Marcel described the 3 personae of every person:
- Underlying (natural, the real you, perhaps at a barbecue drinking a beer
- Everyday (the conscious you, behaving appropriately in front of executives and colleagues)
- Over-extended (you under stress – where you show your “true colors”
This was key to his talk, as it’s easy to work well as a team when everything’s fine, but it’s when you are under stress that your teamwork may be challenged. He encouraged our team to know that there will be bad days, and to “Embrace The Suck.” With Marcel’s background as a Army Ranger, he speaks from experience and has to work through many difficult situations in his life.
Top behaviors of high performing teams are:
High performing teams collaborate rather than competing and doing whatever it takes to win little battles, even at the expense of other team members. There’s a culture of One Team, and the team operates as a meritocracy, where talent and hard work is rewarded and recognized by the whole team.
There was also a customer and MSSP partner panel at SKO, which was moderated by Justin Endres and included Danny Santiago (City of Lewiston), Kevin Geil (NY ORDA), and Grant Leonard and Tony Simone from Castra Consulting. It was a fun panel, with discussions ranging from justifying infosec investments, to tuning and reducing false positives, to compliance auditing to their findings using the AlienVault USM product. Some key notes:
- Even if you have executive support for infosec, in practice it can get put on the back burner when circumstances dictate. You need to provide continuous reminders for management on the importance of infosec to keep it from being de-prioritized. The example: if you get in a car accident, you are a very cautious driver – for a while. Then you might go back to barreling down the highway at 80 MPH.
- If you ever have free time between exploring security incidents AUTOMATE as much as you can to help you in the future
- Use the ticketing system built into USM when handling security issues – it’s useful in its own right, but also a great way to keep information for future reference for the next person to look or even yourself – “tickets never forget.”

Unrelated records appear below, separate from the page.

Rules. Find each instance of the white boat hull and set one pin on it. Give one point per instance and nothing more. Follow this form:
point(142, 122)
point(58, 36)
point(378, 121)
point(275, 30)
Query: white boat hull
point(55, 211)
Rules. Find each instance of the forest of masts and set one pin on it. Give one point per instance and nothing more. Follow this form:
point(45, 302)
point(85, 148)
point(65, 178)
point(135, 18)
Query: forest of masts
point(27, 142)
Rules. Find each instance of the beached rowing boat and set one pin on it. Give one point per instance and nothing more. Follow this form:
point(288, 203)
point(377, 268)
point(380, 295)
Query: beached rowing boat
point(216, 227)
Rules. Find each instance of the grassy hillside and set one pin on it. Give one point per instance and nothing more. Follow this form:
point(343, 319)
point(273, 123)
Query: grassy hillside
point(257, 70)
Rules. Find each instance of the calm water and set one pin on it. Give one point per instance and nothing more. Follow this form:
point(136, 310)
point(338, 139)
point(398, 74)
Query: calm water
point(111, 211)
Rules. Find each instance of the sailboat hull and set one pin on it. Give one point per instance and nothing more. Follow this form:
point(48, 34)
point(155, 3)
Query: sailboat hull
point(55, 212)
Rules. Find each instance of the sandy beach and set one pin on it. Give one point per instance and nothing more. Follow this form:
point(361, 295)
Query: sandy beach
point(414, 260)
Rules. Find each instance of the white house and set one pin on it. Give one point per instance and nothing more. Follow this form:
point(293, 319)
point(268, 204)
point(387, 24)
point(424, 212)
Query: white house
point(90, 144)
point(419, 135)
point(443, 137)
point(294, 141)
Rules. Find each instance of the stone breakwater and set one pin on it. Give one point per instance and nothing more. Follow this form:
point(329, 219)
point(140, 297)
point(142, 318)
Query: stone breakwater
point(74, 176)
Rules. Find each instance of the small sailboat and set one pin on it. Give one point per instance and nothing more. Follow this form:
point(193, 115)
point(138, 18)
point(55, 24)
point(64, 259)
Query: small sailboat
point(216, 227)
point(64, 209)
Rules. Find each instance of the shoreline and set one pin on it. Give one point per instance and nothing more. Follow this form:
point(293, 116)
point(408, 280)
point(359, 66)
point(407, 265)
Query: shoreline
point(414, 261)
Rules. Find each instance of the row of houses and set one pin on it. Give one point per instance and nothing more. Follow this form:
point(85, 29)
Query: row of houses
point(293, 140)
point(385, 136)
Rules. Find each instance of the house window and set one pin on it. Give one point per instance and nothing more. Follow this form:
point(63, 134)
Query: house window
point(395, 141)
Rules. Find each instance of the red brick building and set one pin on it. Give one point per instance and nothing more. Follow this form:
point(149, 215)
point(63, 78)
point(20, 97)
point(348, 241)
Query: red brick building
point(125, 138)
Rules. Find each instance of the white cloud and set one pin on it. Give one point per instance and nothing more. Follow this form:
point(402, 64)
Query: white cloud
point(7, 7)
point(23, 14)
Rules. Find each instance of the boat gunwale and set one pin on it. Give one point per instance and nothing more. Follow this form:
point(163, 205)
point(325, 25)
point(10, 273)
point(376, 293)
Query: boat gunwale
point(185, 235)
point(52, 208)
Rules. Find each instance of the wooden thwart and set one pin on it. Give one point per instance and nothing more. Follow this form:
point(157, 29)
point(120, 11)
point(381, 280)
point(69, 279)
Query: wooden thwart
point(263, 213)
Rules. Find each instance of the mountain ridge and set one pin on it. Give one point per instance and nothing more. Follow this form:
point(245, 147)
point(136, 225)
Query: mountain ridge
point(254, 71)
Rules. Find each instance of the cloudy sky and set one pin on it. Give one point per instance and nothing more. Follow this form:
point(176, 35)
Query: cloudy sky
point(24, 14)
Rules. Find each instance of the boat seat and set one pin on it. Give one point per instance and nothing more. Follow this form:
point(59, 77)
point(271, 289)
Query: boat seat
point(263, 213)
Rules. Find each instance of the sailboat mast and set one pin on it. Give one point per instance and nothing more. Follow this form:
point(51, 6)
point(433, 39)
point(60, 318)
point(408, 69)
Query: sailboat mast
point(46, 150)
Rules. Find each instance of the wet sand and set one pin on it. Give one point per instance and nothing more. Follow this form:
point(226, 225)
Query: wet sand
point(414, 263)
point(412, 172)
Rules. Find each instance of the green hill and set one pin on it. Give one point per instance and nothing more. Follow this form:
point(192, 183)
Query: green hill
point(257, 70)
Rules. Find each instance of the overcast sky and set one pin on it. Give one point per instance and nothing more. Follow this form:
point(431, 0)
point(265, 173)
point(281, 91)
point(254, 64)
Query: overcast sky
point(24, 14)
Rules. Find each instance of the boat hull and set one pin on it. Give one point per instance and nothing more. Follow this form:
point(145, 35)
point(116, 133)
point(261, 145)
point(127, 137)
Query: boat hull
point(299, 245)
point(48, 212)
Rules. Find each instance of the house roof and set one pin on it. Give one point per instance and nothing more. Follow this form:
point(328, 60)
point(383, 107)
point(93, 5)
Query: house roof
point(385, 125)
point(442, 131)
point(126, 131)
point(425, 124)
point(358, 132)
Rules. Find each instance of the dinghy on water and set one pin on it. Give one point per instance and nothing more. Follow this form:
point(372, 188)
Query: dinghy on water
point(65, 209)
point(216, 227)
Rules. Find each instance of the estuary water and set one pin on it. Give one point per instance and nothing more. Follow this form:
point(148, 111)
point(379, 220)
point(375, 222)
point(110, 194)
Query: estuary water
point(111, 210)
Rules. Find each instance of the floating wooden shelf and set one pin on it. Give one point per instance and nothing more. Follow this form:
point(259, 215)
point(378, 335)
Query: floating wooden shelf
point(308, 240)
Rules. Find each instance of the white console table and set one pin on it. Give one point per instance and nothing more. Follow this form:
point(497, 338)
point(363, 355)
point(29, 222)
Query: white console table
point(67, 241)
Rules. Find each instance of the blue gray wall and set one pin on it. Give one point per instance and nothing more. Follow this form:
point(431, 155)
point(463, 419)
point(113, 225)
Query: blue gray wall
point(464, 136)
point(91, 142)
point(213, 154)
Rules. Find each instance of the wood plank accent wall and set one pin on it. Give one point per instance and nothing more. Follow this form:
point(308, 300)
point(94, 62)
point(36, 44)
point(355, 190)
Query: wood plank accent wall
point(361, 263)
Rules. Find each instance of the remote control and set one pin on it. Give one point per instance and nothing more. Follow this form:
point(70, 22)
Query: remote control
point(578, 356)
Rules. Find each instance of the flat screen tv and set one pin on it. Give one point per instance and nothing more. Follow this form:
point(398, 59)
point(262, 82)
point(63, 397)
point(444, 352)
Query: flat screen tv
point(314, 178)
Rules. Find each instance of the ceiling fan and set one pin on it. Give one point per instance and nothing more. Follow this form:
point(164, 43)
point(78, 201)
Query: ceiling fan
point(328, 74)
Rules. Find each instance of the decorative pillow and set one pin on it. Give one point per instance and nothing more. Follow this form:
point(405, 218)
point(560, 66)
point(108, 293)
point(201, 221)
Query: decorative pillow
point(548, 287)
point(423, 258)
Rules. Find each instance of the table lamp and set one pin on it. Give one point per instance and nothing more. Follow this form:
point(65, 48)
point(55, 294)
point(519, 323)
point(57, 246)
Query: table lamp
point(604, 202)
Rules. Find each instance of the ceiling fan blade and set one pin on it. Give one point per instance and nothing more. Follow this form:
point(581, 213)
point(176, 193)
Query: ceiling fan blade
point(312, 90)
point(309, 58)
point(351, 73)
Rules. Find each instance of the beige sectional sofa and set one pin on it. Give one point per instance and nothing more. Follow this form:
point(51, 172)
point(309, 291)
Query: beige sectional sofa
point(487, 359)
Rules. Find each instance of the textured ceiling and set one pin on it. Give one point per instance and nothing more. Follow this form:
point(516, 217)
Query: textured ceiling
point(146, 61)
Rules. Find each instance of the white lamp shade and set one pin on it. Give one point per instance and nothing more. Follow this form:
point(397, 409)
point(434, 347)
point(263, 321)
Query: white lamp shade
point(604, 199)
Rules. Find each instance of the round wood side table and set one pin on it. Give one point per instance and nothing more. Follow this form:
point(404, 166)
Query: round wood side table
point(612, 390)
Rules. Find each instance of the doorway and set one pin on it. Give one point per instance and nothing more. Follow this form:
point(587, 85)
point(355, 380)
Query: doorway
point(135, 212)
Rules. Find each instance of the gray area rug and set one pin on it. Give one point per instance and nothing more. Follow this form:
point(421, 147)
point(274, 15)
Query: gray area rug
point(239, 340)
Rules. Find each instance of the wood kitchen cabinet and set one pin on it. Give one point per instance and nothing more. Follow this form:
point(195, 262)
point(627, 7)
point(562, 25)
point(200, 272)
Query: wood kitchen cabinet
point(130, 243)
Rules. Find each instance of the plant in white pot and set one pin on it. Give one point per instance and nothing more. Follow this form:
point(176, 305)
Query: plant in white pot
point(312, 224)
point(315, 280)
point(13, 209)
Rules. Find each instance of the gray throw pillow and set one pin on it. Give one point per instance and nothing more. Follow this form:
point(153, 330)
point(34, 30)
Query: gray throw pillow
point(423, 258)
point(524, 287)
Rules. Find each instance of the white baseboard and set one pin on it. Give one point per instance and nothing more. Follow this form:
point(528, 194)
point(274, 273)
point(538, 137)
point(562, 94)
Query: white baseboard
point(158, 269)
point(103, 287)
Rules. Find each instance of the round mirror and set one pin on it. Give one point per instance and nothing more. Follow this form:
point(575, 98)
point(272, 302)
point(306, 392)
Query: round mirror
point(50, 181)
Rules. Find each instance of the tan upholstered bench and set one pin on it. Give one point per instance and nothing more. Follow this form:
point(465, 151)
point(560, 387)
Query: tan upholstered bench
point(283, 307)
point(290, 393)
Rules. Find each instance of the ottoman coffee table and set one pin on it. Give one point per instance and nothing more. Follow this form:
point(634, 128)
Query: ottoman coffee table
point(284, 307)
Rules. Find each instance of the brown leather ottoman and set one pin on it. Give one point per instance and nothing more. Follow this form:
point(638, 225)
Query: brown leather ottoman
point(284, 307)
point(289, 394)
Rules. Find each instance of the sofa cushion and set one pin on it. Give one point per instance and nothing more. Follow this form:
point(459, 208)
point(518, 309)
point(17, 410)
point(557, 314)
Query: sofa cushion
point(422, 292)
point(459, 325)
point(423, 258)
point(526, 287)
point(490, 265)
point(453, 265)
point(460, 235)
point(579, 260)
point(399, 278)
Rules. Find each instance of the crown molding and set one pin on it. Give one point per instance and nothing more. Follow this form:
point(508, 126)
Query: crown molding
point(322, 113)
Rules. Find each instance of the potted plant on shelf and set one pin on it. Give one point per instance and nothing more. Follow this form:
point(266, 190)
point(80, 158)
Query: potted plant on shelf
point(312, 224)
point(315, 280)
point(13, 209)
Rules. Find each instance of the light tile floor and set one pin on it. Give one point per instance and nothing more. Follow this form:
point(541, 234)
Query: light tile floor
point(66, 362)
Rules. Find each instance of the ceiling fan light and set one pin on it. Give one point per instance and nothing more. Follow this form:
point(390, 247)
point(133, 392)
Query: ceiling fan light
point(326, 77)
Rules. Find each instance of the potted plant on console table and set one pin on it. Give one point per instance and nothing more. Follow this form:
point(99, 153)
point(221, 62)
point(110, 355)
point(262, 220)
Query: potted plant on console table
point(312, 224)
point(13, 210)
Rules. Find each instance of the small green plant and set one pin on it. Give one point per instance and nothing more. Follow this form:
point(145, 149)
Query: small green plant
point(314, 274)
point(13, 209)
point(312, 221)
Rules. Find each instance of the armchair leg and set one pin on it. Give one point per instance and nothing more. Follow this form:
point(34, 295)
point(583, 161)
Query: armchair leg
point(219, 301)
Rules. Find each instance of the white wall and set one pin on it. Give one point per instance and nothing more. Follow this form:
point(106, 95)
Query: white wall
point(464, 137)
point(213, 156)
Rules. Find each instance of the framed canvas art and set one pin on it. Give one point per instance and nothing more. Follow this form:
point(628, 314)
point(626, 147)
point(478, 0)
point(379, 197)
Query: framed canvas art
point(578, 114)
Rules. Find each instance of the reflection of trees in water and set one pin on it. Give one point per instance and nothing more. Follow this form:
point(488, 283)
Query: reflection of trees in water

- Customers just after compliance can have a “checkbox” mentality and they typically just need reports to justify them passing certification. In addition, most auditors aren’t technical at all, so don’t count on passing an audit meaning you are secure. Also, third parties, like vendors, can throw a monkey wrench in your compliance efforts.
- It’s surprising to small companies, that “as small as we are, a bad guy found us” when describing a recent targeted attack. As Tony says, “If there’s money flowing through your business, you are a target.”
- Score your assets! You need to pay attention to what’s important to you.